Et pourtant, elle sait y faire pour refuser des jobs : demandez à sa belle-sœur. Cette dernière essaie de la convaincre que ça peut être une bonne idée de vendre de l’ecstasy dans un club de luxe où une de ses connaissances est prête à l’embaucher. Thony refuse immédiatement, évidemment, et la conversation tourne de toute manière court quand elle est appelée pour nettoyer une nouvelle scène de crime. C’est ironique de refuser de vendre de la drogue mais de se rendre si vite complice d’un autre crime.

Après, on comprend bien pourquoi elle accepte : elle en pince totalement pour ce nouveau boss qui lui fait un rentre-dedans bien plus subtil que celui du début d’épisode. Je veux dire, il lui parle de son enfance, de sa maman et la complimente au passage sur son apparence et son sens des priorités, tout est dit. Le charme ne peut agir que partiellement, cela dit : il l’embauche en fait pour faire le ménage dans une immense villa – celle de son patron à lui. Elle a concrètement la fin de la nuit pour faire le ménage dans une villa pleine de confettis ?

Je veux bien qu’elle soit excellente à son job, mais à elle seule, c’est une tâche à peu près irréalisable. Ce n’est pas un montage d’elle en robe de soirée avec un aspirateur puis une éponge qui réussit à me convaincre, franchement. Au milieu de son ménage, elle rencontre aussi la femme de son nouveau boss, qui est… eh bien, une prostituée, en fait ? Elle a l’air prête à se donner à n’importe qui, y compris Thony.

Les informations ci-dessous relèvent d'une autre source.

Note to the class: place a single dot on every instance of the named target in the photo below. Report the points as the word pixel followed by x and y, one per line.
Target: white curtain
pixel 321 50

Et peut-être sans être payée, d’ailleurs.

Qu’importe, écoutez. La nuit se passe bien pour Thony, et je suis fatigué pour elle. Et pourtant, au petit matin, la journée ne fait que commencer. Elle découvre que Fi a bien accepté de vendre de la drogue pour le compte du beau-gosse qu’elle lui a fait rencontrer la veille. Forcément. Les deux amies en arrivent vite à se disputer, et Fi lui propose de dégager de chez elle si ça ne lui convient vraiment pas.

C’est de toute manière ce qu’elle fait parce qu’elle reçoit un nouveau coup de fil, avec une nouvelle scène de crime à aller nettoyer. Le cadavre du début d’épisode a été retrouvé, alors il faut faire un encore plus grand ménage : toute la planque doit être nettoyée et vidée de toutes traces compromettantes.

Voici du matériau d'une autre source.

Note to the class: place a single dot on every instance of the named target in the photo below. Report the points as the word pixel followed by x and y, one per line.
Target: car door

Si elle fait le ménage dans tous les recoins du hangar, elle ne trouve pas immédiatement la bombe qui a été placée là, bizarrement. Quand elle la trouve, il lui reste deux minutes pour s’enfuir et passer une porte blindée. Par chance, elle est plutôt débrouillarde et son nouveau boss tient vraiment à elle : quand il apprend qu’il s’est fait doubler et qu’elle risque d’y passer, il fait demi-tour bien vite.

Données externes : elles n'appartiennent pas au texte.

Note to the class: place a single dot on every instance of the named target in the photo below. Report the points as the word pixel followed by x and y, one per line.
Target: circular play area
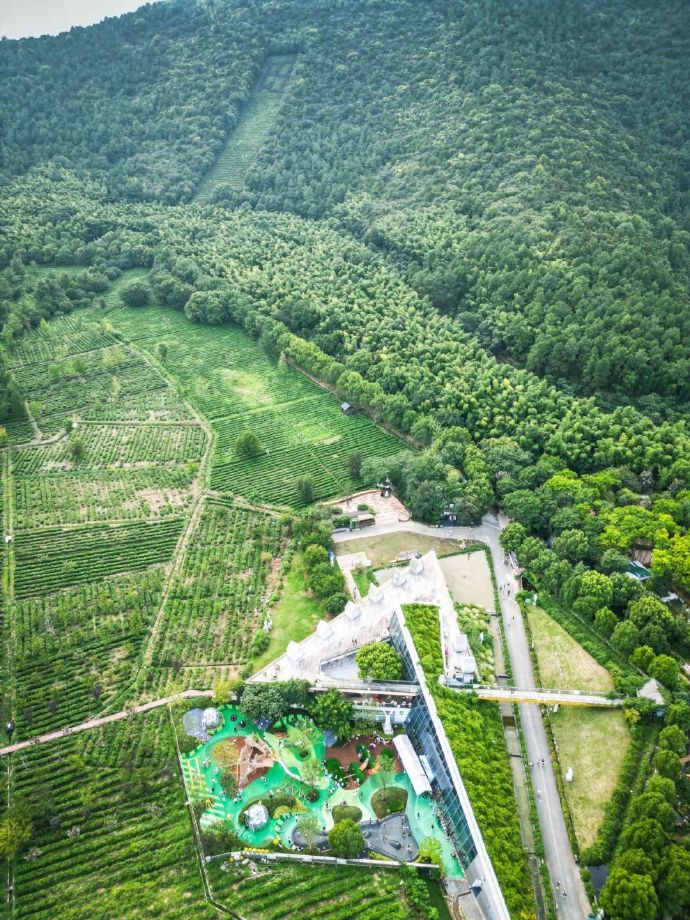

Il parvient à la sauver de justesse de l’explosion, mais se blesse au passage. C’est l’occasion pour Thony de montrer ce qu’elle sait faire en tant que médecin : elle lui cautérise une plaie bien rapidement, avant l’arrivée des flics et se sécurise ainsi le job. Bon, écoutez, cette scène avec la pression des sirènes au loin était plutôt efficace, de même que le marché qu’elle passe ensuite avec le boss, s’assurant que Luca ira bien quoiqu’il arrive.

Quand elle rentre finalement chez Fi, il ne lui reste plus qu’à se réconcilier avec elle et passer du bon temps sur un terrain de basket improvisé dans une cage avec son fils et les cousins de celui-ci. C’est plutôt cool, mais pas bien réaliste : ils doivent crever de chaud derrière ces bâches, sérieux. Et puis, elle fait la morale à Fi pour un peu d’ecstasy mais accepte tous les coups de fil pour aller couvrir des scènes de crime.

Et clairement, ce n’est pas une bonne idée : elle est déjà repérée par le FBI. L’épisode se termine par ce cliffhanger plutôt logique : elle s’est rendue à l’enterrement de Théo, dont elle a nettoyé la scène de crime, et en a profité pour offrir à sa fille les cadeaux qu’il avait prévu pour elle et que Thony avait subtilisé dans son bureau avant le grand nettoyage. Autant vous dire que les cadeaux sont ultra résistants vu le choc qu’ils ont du prendre pendant l’explosion qui a plaqué Thony au sol ET que Thony est présentée comme maligne mais est pas mal conne. Tout le monde sait que les enterrements sont surveillés car les coupables s’y pointent, non ? C’est le B.A.-BA des séries et films, il me semble.